「ラ ガリゴ(終)」(2025年06月11日)

しかしオッダンリウッはまだ心の中に満たされないものを感じていた。兄弟姉妹から切り
離されて、自分はこの地上でひとりぼっちになっている。レッテッ・パタロッとその妻が
地上に降りてきてはいても、かれらは自分の従兄弟姉妹なのだ。やはり直の肉親と交わす
情愛の交流とはその心地よさに違いがある。

末娘のその嘆きをパトトケ夫妻は聞き届けて、長子のラ トゲッ ラ~ギッ バタラ グルを
地上に降ろしてルウの王にすることを決めた。さらに大勢のト マヌルンとト トンポッた
ちが続々と地上に降りて、地上のあちこちに王国を作るようになった。こうしてルウ、チ
ナ、トンポティッカ、ウェワンリウッ、スンラ、ギマなどの王国が誕生した。それぞれの
王統の系譜がスレッガリゴの中に詳述されている。
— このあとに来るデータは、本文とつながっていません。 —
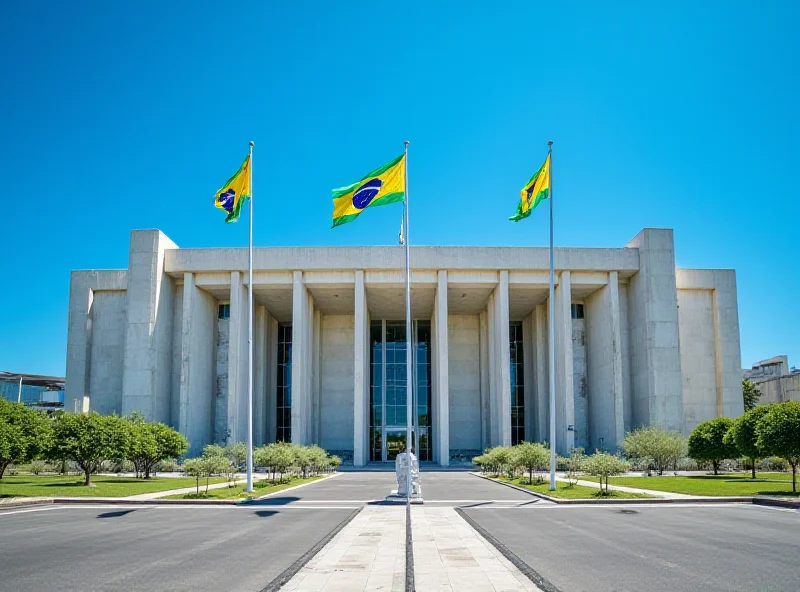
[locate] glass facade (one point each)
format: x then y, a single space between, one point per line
388 389
283 410
517 383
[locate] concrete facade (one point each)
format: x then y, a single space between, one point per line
169 337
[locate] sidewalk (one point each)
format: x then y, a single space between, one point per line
449 555
368 554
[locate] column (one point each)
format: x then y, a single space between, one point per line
361 376
655 366
503 358
485 391
726 344
528 352
260 376
300 358
147 370
542 376
565 391
442 390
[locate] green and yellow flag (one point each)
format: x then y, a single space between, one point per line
535 191
235 192
382 186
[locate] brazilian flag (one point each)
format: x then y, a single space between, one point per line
382 186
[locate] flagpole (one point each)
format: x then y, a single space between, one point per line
249 487
552 331
409 368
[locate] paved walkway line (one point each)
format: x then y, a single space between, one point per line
368 554
450 555
653 492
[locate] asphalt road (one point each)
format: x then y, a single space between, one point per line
664 548
155 548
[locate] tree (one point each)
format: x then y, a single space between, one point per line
742 434
574 464
663 448
707 442
750 394
531 457
779 434
23 434
278 456
150 443
603 465
89 439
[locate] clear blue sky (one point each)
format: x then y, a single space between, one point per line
120 115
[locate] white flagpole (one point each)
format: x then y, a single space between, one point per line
552 331
409 368
249 487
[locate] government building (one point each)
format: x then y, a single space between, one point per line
637 342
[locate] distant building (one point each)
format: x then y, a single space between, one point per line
767 369
775 379
637 342
40 392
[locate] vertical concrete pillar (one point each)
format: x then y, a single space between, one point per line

それぞれの系譜には5世代にわたる子
孫が網羅され、全部で150人の主要人物が登場する。各王国の子孫は婚姻関係を結んで
親戚になり、地上での人間の暮らしを作り上げていった。もちろんその中にサンギアンス
ッリを人間の主食として普及させる役割も含まれていた。


本論の冒頭に描かれている人類誕生のエピソードと稲の神話の間に矛盾が生じていること
を読者は既にお気付きだろうと思う。たくさんの人間が互いに相談なしに、しかも何世代
にもわたって独自に作った個々のストーリーを集めたものがラ ガリゴというエピック誕
生のプロセスであったことがそこに投影されているように推測できる。

ただし少なくとも、文字化されたラ ガリゴのロンタルが集められてスレッガリゴという
ひとつの書物に集大成されたとき、その作業に関わった限られた筆者たちの間で全体の内
容に論理化と物語の方向付けが行われただろうことは想像に難くない。

にもかかわらず、人類を誕生させたバタラ グルが人間のために地上に降ろされたサンギ
アンスッリを慰めるために地上に降りてきてルウ王になるのでは、話のつじつまが合わな
くなってしまう。それもそのはずで、稲の神話は19世紀に書物になったスレッガリゴの
中に含まれていなかったのである。このエピソードはもっと後になって発見されたものな
のだそうだ。だからスレッガリゴの書が作られる中で行われたと推測される論理化がサン
ギアンスッリのこのエピソードをカバーしていなかったために起こった矛盾ということに
なるのだろう。たとえそうではあっても、あくまでこれもラ ガリゴの一部を成している
という本質を否定することはできないはずだ。


サンギアンスッリのエピソードは終盤を迎える。地上の諸王国を構築した天上界の者たち
はすべて天上界に戻り、天上界は最後にその扉を閉じて地上界と断絶する。しかし稲は地
上に残って谷間や平地を埋め、人間を歓ばせるのである。ただし、人間が星占で定められ
た季節に従わず、義務付けられた農業儀式を行わず、神への拝礼を怠るとき、稲は実を付
けなくなるのだ。人間のそんな振舞いはサンギアンスッリを不快にさせるために収穫が得
られなくなり、人間は神の怒りを受けて空腹を抱えることを余儀なくされるのである。